An endangered bird, the Kirtland's warbler, has been observed nesting in Adams County but not on the Sand Valley site. Kim Grveles, an avian ecologist with the Department of Natural Resources, has walked the property and said she had no concerns.

"It's a few miles from where the Kirtland's is currently nesting," Grveles said. "It's not an area where Kirtland's are likely to occur. It's one of the last remaining big blocks of forest in Adams County and I don't like to see it developed for that reason, but the project itself is not going to impact the Kirtland's."

Keiser's friends told him he was crazy when he built Bandon Dunes, insisting that golfers would never travel to such a remote site. He held his breath and hoped the initial course would generate 10,000 rounds in its first year (1999), which would represent break-even. Instead, it generated 24,000 rounds and unprecedented reviews.
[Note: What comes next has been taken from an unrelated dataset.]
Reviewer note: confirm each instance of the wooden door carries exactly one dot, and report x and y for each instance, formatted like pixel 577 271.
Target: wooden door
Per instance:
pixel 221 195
Still, he wasn't looking for another place to build courses when Haltom contacted him about the land he'd discovered in 2007 while scouting for potential golf sites. Keiser sent Josh Lesnik, the president of KemperSports, which manages Bandon Dunes, to give the land a cursory look.

"I said, 'Josh, I do not want to like this but let's be nice to Craig,' " Keiser recalled. "Josh came up and was stunned to find 60- to 80-foot sand dunes. You would never know driving by. And he concluded, correctly, that this was a wonderful site for golf in a minimalist, classical way.

"Basically everyone who has seen it has said, 'This is a lot like Pine Valley and Sand Hills and National Golf Links' — a lot of the old, great courses. I decided that even though I didn't need another site, I would build Sand Valley."

His history suggests that if he builds it, they will come.